Il Decreto Dignità, D.L. 87/2018, è stato convertito con L. 96/2018. Le modifiche in sede di conversione, in verità, non hanno stravolto l’impianto del D.L., il quale – partito con lo scopo (o per meglio dire lo slogan) di abrogare il Jobs Act – in realtà, era poi venuto alla luce molto più timidamente. Nessun ritorno al vecchio articolo 18, nessuna rivoluzione copernicana, ma ancora la conferma di un sistema di tutele a netta prevalenza obbligatorie in luogo di quelle reali e di quel concetto di crescita delle stesse in funzione dell’anzianità di servizio che aveva caratterizzato la riforma renziana. Più che altro, ciò che sembra caratterizzare la nuova virata governativa è la velleità di ridurre il precariato a colpi di penna, togliendo e aggiungendo qua e là, per stringere le maglie della flessibilità.

Ma l’equazione meno flessibilità uguale meno precarietà, oltre a non trovare un riscontro diretto sul mercato del lavoro, rischia di mandare nella confusione più totale gli operatori economici: la precarietà del lavoro è infatti sempre più spesso accompagnata dalla precarietà delle leggi del lavoro che, in continua (de)evoluzione, rendono sempre più incerti imprese e lavoratori che, come è ovvio, hanno necessità di un equilibrio legislativo per programmare e stabilizzare i propri obiettivi e gli organici.

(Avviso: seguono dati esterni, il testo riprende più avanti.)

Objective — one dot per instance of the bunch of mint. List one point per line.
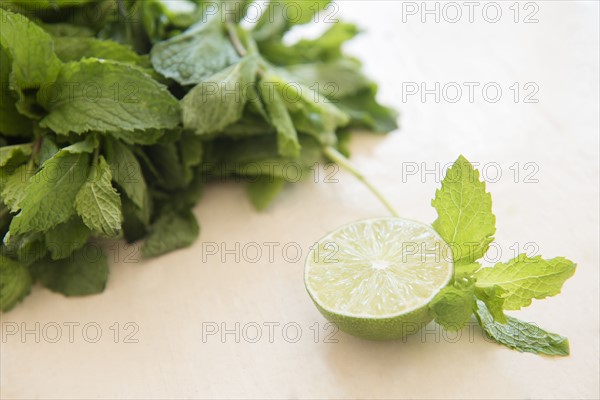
(113, 113)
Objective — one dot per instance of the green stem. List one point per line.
(343, 162)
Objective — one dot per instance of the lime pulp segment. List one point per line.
(379, 268)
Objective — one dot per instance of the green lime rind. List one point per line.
(369, 285)
(391, 328)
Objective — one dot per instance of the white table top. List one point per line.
(173, 300)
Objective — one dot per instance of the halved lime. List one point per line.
(375, 278)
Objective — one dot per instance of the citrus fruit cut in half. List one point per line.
(375, 278)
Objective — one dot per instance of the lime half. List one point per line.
(375, 278)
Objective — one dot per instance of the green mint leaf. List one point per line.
(48, 149)
(29, 248)
(465, 271)
(171, 231)
(85, 272)
(62, 29)
(311, 112)
(98, 203)
(15, 282)
(493, 297)
(220, 99)
(274, 21)
(327, 47)
(31, 50)
(263, 190)
(287, 137)
(123, 98)
(15, 187)
(50, 194)
(143, 137)
(15, 155)
(192, 150)
(465, 220)
(127, 172)
(77, 48)
(525, 278)
(167, 166)
(452, 307)
(199, 53)
(334, 80)
(64, 239)
(365, 112)
(520, 335)
(11, 122)
(42, 4)
(135, 220)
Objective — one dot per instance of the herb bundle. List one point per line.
(114, 113)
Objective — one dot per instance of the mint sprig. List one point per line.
(465, 221)
(110, 127)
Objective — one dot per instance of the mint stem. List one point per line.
(343, 162)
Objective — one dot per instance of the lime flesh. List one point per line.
(375, 278)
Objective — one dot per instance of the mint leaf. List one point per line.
(118, 97)
(274, 21)
(334, 80)
(127, 172)
(64, 239)
(220, 99)
(15, 155)
(51, 193)
(452, 307)
(11, 122)
(15, 187)
(84, 272)
(28, 248)
(465, 220)
(98, 203)
(327, 47)
(263, 190)
(30, 49)
(520, 335)
(15, 282)
(311, 112)
(77, 48)
(42, 4)
(200, 52)
(365, 112)
(171, 231)
(525, 278)
(465, 271)
(192, 150)
(287, 137)
(493, 297)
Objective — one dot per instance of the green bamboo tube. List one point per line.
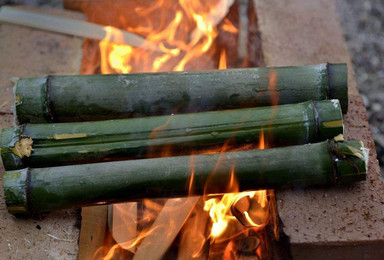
(42, 145)
(34, 190)
(101, 97)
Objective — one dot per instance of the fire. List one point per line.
(188, 36)
(230, 206)
(181, 41)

Insomma, cambiare tutto perché nulla cambi: questo probabilmente l’effetto sulla precarietà della nuova legge. Vengono così riconfermati i limiti di durata dei contratti a termine (24 mesi anziché 36) e l’acausalità degli stessi solo per i primi 12 mesi (oltre tale limite, così come per rinnovi, l’apposizione del termine dovrà essere giustificata da causali tipizzate per legge). Lungi dall’essere una riforma bolscevica, tale soluzione condurrà a un sicuro (ed empiricamente dimostrato) aumento del contenzioso, la cui alea – risiedendo tutta nell’istruttoria sulla sussistenza delle causali – di certo non porterà a nulla di stabile.

Di buono c’è che, in sede di conversione, sono stati presi piccoli accorgimenti sull’estensione della disciplina per i contratti a termine a quelli di somministrazione, chiarendo – come era ragionevole – che l’apposizione delle causali è da riferirsi all’utilizzatore e non all’agenzia per il lavoro. Niente panico almeno sul punto.

Infine, un ultimo ritocco è stato previsto con l’introduzione di un regime transitorio che prevede l’applicabilità della nuova disciplina ai contratti a termine stipulati a partire dalla data di entrata in vigore del decreto (14 luglio 2018) e un doppio binario per i rinnovi e le proroghe di quelli già in essere, a cui la disciplina troverà applicazione solo successivamente al 31 ottobre 2018. La transitorietà pone però ancora qualche dubbio: i rinnovi e le proroghe stipulate prima del 31 ottobre esulano anche dall’applicazione del termine di durata massima di 24 mesi e all’apposizione delle causali ove sforassero i 12 mesi complessivi? Ai posteri l’ardua sentenza.